The NDAA amendment is only one tool at our disposal to advance US interests in the Eastern Med, he added.
An #NDAA amendment is only one tool at our disposal to advance US interests in the Eastern Med.
Let me be clear: as #SFRC Chairman, I will not approve any F-16 case for Turkey until Erdogan halts his campaign of aggression across the region. Full stop. https://t.co/lMkKaMatuN
— Senate Foreign Relations Committee (@SFRCdems) October 12, 2022
The amendments, introduced by Democratic Senators Bob Menendez and Chris van Hollen, were seen as restricting the sale of the jets to Turkey.
The first amendment required the American president to certify that “such a transfer is in the national interest of the United States” and requires “concrete steps taken to ensure that such F-16s are not used by Turkey for repeated unauthorized territorial overflights of Greece.”
The second amendment created additional conditions for Turkey to purchase or modernize its F-16 fighter jets, also relating to Ankara’s efforts to undermine the Syrian Democratic Forces and requiring its ratification of Sweden and Finland’s NATO accession.
The Senate formally kicked off debate Tuesday on the 2023 National Defense Authorization Act (NDAA), a must-pass $817 billion bill-setting policy for the Pentagon.
The Senate is out of session until after the November 8th mid-term elections.

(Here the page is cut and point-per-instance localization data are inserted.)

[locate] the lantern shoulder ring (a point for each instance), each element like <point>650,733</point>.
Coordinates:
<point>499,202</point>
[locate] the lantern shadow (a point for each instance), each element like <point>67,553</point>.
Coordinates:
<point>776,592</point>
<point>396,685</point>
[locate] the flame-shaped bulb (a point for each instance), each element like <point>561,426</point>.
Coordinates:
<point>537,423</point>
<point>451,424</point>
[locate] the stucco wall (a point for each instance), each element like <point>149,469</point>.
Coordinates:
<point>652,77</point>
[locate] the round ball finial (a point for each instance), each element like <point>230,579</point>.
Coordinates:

The fiscal 2023 NDAA must pass the Senate and House of Representatives before it can be sent to the White House for President Joe Biden to sign into law.
Opposition to the sale of F-16s to Turkey
Turkey made a request in October 2021 to the U.S. to buy forty Lockheed Martin-made F-16 fighters and nearly eighty modernization kits for its existing warplanes.
The proposed sale of F-16 fighters to Turkey has met with opposition by U.S. lawmakers and Greek diaspora organizations.
In May, seven prominent organizations wrote to the U.S. Congress to express their alarm and concern that the Department of State is considering selling the jets.
The move followed a letter sent by the State Department to the US Congress in March according to which the potential sale of F-16 fighter jets to Turkey would serve US national security interests and NATO’s long-term unity, particularly in the wake of Russia’s invasion of Ukraine.
Last month, Greek-American Congressman Gus Bilirakis (R-FL) said that Republicans have not supported the F-16 sale to Turkey, as President Recep Tayyip Erdogan claimed during his visit to the U.S. to attend the UN General Assembly.